Statistical Frequency in Word Segmentation
Download
Report
Transcript Statistical Frequency in Word Segmentation
Statistical Frequency in Word
Segmentation
Words don’t come with nice clean
boundaries between them
• Where are the word boundaries?
Question: How do children work out
where the word boundaries are?
There are several potential clues:
- Pauses (although this is dubious)
- Intonation (this too is dubious)
- Statistical regularities
Statistical Regularities
• Words very rarely begin with [dw],
• Words never begin with [bn],
• Words never begin with [lb],
• Etc.
• So if the child hears these sequences, the
child hypothesizes the sequence occurred
in the middle or at the end of the word.
Statistical Regularities
• Voiceless stops that begin words are
almost always aspirated,
• Voiced segments that end words are often
de-voiced,
• Various other phonological processes may
occur, e.g., word-final frication, etc.
• So these are phonological clues that may
help segment the speech stream.
Problem
• In order for children to be able to make
use of these cues, they must be able to
track the frequency of such items in the
speech, otherwise it is a useless cue.
• So if the child is not able to track the
frequency of [bn] at the beginning of
words, what use is using this strategy?
Statistical Tracking
• Very recent work suggests that children do in
fact have the capacity to track statistical
frequencies of certain elements in their
environment.
• Major researchers: Jenny Saffran (Wisconsin),
Rebecca Gomez (Arizona), Elisa Newport
(Rochester), Richard Aslin (Rochester), LouAnn
Gerken (Arizona), Gary Marcus (NYU), etc.
The Experiment - Overview
• Create a synthesized string of syllables that
occur in a particular frequency (can’t use English…).
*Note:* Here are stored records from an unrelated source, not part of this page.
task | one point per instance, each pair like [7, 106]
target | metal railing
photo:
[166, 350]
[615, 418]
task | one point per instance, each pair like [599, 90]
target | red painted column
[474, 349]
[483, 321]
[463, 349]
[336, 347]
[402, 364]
• Expose the children to this string of syllables for
~20 minutes.
• Test children to see if they have a preference for
the highly frequent syllable sets or the rare
syllable sets.
• If children show a preference (no matter what
direction that preference is in), then children are
sensitive to frequencies of syllables in the input.
Sample Stimulus
Their language consisted of:
• Four consonants (p,t,b,d)
• Three vowels (a, i, u)
• Which when combined created 12
syllables (pa, ti, bu, da, etc.).
• These then created six words:
• babupu, bupada, dutaba, patubi, pidabu,
and tutibu
ba
bu
pu
bu
pa
da
du
ta
ba
pa
tu
bi
pi
da
bu
tu
ti
bu
ba
bi
bu
pa
pi
pu
2
ta
ti
tu
1
4
2
1
1
1
1
2
da
di
du
2
0
1
babu
bupu
bupa
pada
duta
taba
1
patu
tubi
pida
1
1
1
1
1
1
1
1
dabu
tuti
tibu
1
1
1
Transitional Probabilities
• The chances of a word containing bu are
much greater than the chances of a word
containing di.
• Transitional probabilities quantify this.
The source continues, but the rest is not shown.